GENEVA - Japan has declined to endorse a joint statement against the use of nuclear weapons at a preparatory committee for the next Nuclear Nonproliferation Treaty review meeting.
The statement on the humanitarian impact of the weapons, announced Wednesday by South Africa, urges that atomic weapons never be used under any circumstances. Members of the South African delegation said Japan sought to cut the phrase “under any circumstances.”
The government’s top spokesman, Chief Cabinet Secretary Yoshihide Suga explained at a news conference Thursday that Japan did not agree with the statement, given “the security environment in which the country is placed.”
Some quarters of the Japanese government are believed to have objected to the statement because of concerns that endorsing it could affect the U.S. nuclear umbrella that protects Japan and undermine deterrence against North Korea, which has recently threatened to use nuclear weapons.
Suga said at the same time that Japan, as the only nation ever to suffer a nuclear attack, “knows the reality of nuclear-weapons use more than any country.”
“Japan will continue to seek the possibility of participating in (another) joint statement on such a theme,” Suga said.
Mari Amano, ambassador of the Japanese delegation to the Conference on Disarmament, said, “It differed from the policy of the Japanese government to undertake procedures for nuclear abolition in phases.”
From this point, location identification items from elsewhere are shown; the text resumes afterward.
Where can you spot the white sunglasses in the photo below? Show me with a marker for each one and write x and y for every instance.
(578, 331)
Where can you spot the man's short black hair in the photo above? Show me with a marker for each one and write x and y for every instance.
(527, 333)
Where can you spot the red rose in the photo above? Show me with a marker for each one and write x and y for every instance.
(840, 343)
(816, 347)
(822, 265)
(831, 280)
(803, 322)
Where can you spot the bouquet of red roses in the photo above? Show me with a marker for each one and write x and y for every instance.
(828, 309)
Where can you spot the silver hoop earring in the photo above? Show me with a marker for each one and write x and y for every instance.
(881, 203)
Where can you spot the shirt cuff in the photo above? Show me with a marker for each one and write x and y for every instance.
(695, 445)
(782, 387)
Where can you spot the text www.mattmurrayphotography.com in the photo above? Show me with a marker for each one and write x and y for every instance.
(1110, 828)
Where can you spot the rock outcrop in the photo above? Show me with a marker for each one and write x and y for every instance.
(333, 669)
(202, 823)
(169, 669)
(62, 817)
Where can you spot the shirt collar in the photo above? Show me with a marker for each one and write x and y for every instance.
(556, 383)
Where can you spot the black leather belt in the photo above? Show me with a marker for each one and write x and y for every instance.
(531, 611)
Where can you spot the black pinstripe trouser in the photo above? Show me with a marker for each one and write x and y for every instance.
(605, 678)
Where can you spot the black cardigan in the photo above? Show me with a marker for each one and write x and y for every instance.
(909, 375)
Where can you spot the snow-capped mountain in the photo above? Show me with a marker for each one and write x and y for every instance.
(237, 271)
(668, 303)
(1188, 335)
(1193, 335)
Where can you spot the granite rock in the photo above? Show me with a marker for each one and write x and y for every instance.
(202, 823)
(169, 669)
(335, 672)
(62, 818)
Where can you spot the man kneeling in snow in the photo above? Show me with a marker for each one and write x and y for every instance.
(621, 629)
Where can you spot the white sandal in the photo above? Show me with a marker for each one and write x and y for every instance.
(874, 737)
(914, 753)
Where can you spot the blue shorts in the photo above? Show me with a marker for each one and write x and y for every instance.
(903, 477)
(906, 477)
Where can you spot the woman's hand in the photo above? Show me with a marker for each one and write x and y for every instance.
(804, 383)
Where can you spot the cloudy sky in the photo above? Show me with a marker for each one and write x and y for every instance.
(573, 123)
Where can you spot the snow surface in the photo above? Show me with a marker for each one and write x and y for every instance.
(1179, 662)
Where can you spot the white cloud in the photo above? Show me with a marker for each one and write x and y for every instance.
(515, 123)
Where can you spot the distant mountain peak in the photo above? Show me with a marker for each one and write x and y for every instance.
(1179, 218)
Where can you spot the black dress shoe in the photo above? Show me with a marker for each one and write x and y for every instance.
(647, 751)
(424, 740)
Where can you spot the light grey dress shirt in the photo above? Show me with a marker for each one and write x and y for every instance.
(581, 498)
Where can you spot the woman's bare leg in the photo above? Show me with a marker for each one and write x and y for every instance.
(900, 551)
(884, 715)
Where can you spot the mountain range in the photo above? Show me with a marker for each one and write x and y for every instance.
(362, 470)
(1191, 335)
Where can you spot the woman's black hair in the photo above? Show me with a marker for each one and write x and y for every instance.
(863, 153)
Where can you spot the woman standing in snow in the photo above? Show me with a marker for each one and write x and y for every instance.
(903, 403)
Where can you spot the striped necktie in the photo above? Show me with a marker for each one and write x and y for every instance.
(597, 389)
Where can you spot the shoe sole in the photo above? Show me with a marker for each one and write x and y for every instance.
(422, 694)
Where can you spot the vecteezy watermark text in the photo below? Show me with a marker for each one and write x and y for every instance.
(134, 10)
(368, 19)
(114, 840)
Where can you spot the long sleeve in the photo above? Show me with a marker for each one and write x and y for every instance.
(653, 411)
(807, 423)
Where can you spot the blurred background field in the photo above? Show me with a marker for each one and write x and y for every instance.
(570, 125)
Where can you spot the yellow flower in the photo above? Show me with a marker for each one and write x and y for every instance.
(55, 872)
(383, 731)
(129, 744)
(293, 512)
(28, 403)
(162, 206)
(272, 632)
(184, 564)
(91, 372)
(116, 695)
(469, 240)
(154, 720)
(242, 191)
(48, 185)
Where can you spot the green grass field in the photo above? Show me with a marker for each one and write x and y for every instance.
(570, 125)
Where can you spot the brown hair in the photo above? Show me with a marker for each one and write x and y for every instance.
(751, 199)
“While we did not endorse the statement this time, we endorse (the idea of) the overall contents,” Amano said. “If a similar statement is unveiled, we could endorse it.”
More than 70 countries endorsed the statement issued at the Second Session of the Preparatory Committee for the 2015 Review Conference of NPT parties in Geneva.
The joint statement says nuclear weapons have an immense destructive capability and brought vast damage via the bombings of Hiroshima and Nagasaki, as well as through nuclear tests. The only way to ensure they will never be used again is through elimination, it says.
Just before the opening of the preparatory meeting, Switzerland asked for Japan’s endorsement, but the Foreign Ministry did not respond.
“I don’t understand why (Japan) doesn’t support it,” Hiroshima Mayor Kazumi Matsui said after the meeting. Matsui said the statement “embodies the wish (for abolition) held by Hiroshima.”
Nagasaki Mayor Tomihisa Taue issued a statement saying Japan’s failure to support the statement “trampled on the efforts made so far by hibakusha and disappointed many other countries seeking nuclear abolition.”